In southern Denmark lies a small town where in 1773 the Protestant Herrnhutter started a new church community. Their town plan and characteristic light brick houses have been preserved until today. It is a quiet place where linden trees line the streets on both sides, and where the huge wooden Moravian Church is still the focal point. Christiansfeld a Moravian Settlement
is one of no less than three Danish nominations for 2015.
|The Moravian hotel |
The Herrnhutter or Moravian Brethren are a Protestant denomination originating from Bohemia, whose members settled in Saxony (now Germany) after being persecuted in the Catholic Habsburg lands. There they established a new village called Herrnhut, and from that place they started the first large-scale Protestant missionary movement. They sent their missionaries to all parts of the world. Denmark (or more accurately: the Dano-Norwegian Empire of that period) was one of the first places they went to.

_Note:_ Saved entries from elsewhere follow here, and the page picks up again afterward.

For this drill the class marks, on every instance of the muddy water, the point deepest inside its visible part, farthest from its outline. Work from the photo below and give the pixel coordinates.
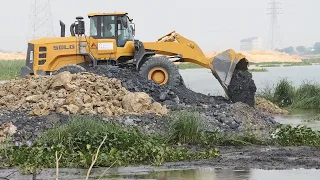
(188, 173)
(212, 174)
(201, 80)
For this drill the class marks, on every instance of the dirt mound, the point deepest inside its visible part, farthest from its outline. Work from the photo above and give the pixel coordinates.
(133, 82)
(68, 93)
(268, 107)
(242, 88)
(12, 56)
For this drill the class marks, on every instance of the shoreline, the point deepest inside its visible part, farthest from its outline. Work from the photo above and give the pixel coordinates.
(232, 158)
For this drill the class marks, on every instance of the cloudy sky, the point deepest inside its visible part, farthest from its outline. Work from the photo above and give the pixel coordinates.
(213, 24)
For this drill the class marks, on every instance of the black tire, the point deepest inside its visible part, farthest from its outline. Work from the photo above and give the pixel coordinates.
(174, 78)
(72, 68)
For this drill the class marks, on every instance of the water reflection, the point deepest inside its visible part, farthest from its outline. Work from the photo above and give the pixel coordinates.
(211, 174)
(201, 80)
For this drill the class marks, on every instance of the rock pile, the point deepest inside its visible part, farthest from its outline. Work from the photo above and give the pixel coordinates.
(68, 93)
(6, 130)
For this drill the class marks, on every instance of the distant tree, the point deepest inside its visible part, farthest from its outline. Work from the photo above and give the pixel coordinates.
(316, 47)
(288, 50)
(301, 49)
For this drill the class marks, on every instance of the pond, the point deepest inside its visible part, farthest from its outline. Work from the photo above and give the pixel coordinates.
(202, 80)
(185, 173)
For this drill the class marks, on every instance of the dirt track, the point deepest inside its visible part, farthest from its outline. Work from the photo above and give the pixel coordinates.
(277, 158)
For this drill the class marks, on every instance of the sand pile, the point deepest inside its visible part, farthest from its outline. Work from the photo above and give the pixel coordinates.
(83, 93)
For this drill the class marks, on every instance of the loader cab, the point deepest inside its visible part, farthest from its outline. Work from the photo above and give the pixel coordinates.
(116, 26)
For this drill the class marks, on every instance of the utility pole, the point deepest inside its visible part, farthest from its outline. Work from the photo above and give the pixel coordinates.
(41, 21)
(274, 11)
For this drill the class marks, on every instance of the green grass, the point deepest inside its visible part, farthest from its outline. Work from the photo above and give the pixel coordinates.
(78, 140)
(258, 70)
(284, 94)
(10, 69)
(77, 143)
(189, 66)
(186, 128)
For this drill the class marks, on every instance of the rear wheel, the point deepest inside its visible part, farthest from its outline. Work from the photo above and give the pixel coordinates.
(161, 70)
(72, 68)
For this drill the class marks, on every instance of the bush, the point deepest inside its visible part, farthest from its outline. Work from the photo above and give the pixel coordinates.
(186, 128)
(284, 93)
(296, 136)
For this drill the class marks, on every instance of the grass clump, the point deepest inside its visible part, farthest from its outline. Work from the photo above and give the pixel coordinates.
(307, 96)
(284, 94)
(77, 143)
(186, 128)
(10, 69)
(296, 136)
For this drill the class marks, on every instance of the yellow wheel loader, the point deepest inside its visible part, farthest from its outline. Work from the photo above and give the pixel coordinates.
(111, 42)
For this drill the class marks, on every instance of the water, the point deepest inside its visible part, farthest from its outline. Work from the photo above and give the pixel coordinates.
(183, 173)
(212, 174)
(202, 80)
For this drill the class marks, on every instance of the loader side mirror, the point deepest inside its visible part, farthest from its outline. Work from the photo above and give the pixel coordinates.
(133, 28)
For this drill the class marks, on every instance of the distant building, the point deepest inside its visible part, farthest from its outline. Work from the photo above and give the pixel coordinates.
(249, 44)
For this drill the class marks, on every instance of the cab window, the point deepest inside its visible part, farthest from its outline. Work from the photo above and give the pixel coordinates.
(103, 27)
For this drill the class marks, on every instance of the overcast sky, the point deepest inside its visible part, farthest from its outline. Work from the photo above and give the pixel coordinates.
(213, 24)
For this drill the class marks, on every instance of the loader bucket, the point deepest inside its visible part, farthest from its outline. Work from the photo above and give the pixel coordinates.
(223, 66)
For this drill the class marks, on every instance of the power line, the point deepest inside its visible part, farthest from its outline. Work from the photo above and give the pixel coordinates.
(41, 22)
(274, 11)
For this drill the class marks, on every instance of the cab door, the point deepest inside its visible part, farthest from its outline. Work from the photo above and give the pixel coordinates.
(103, 39)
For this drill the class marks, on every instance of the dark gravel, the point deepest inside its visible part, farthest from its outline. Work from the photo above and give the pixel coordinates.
(165, 94)
(29, 127)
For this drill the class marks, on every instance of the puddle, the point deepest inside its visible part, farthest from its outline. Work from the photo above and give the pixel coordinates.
(188, 173)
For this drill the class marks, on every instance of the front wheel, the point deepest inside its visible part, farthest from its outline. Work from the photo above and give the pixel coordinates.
(161, 70)
(72, 68)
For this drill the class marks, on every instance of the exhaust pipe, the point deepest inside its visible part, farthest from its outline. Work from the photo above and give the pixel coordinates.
(63, 29)
(72, 28)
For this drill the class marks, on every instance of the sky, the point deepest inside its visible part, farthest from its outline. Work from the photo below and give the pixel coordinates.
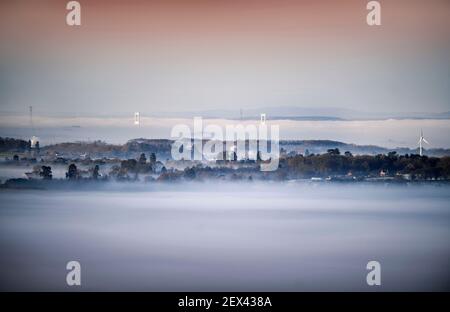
(181, 56)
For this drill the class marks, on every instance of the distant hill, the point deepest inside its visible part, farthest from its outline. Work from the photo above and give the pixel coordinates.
(162, 148)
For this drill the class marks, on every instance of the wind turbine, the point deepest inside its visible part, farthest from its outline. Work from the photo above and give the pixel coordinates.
(421, 139)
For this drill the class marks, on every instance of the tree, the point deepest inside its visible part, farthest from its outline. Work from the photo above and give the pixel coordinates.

Christiansfeld is an easy site to visit on the way between the Jelling WHS
and the Hamburg Speicherstadt TWHS
, and well worth a short stop. I was there in April 2013 and I walked Christianfeld’s picturesque main streets in about half an hour. It’s a small town that has preserved its planned layout and original architecture well. The straight roads still are lined with rows of linden. The sturdy houses are made of light coloured bricks. The building style is very sober, in accordance with the Moravian principles. The undoubted highlight of the town is the huge wooden Moravian Church, located at a fine small square that would not be out of place in Holland. No wonder, as the Dutch town of Zeist is said to have been used as an example for Christiansfeld’s construction.
|Moravian Church of Christiansfeld|
After my visit in 2013, I believed that this nomination would need a brilliantly written nomination file to convince ICOMOS and the WHC. Two years later we know that it has received a positive recommendation for inclusion by ICOMOS
, so you may guess that the Danes have succeeded in doing so. The dossier however is not without its flaws, and we might see a transformation of this single ‘group of buildings’ into a transnational serial site over the coming years.
We have discussed the Moravian Heritage Network on our Forum
before: it is (or was?) a network of Moravian settlements in Northern Ireland, the USA, South Africa, Germany and The Netherlands. They have worked together for some years on a joint nomination, but Christiansfeld has chosen to go ahead on its own as the others are not ready yet and “because Christiansfeld is the best remaining example anyway”.
|Church square with typical trees and houses|
In its evaluation, ICOMOS does not fully agree with this conclusion: it may be the best preserved in Europe, but the serial nature of these church colonies around the world must be stressed. While the OUV of Christiansfeld is enough to earn a place on the WH List, the AB urges other countries (outside of Europe) to add serial sites in the coming years. Towns in the US may qualify (such as Bethlehem, Pennsylvania
), but maybe also places in South Africa, Tanzania, Nicaragua or the Danish West Indies. So it will be interesting whether we will see any 'Moravian heritage' activity on future Tentative Lists.
I suppose we'll know more on the potential of a transnational WHS if Bethlehem is included on the US tentative list update in 2016.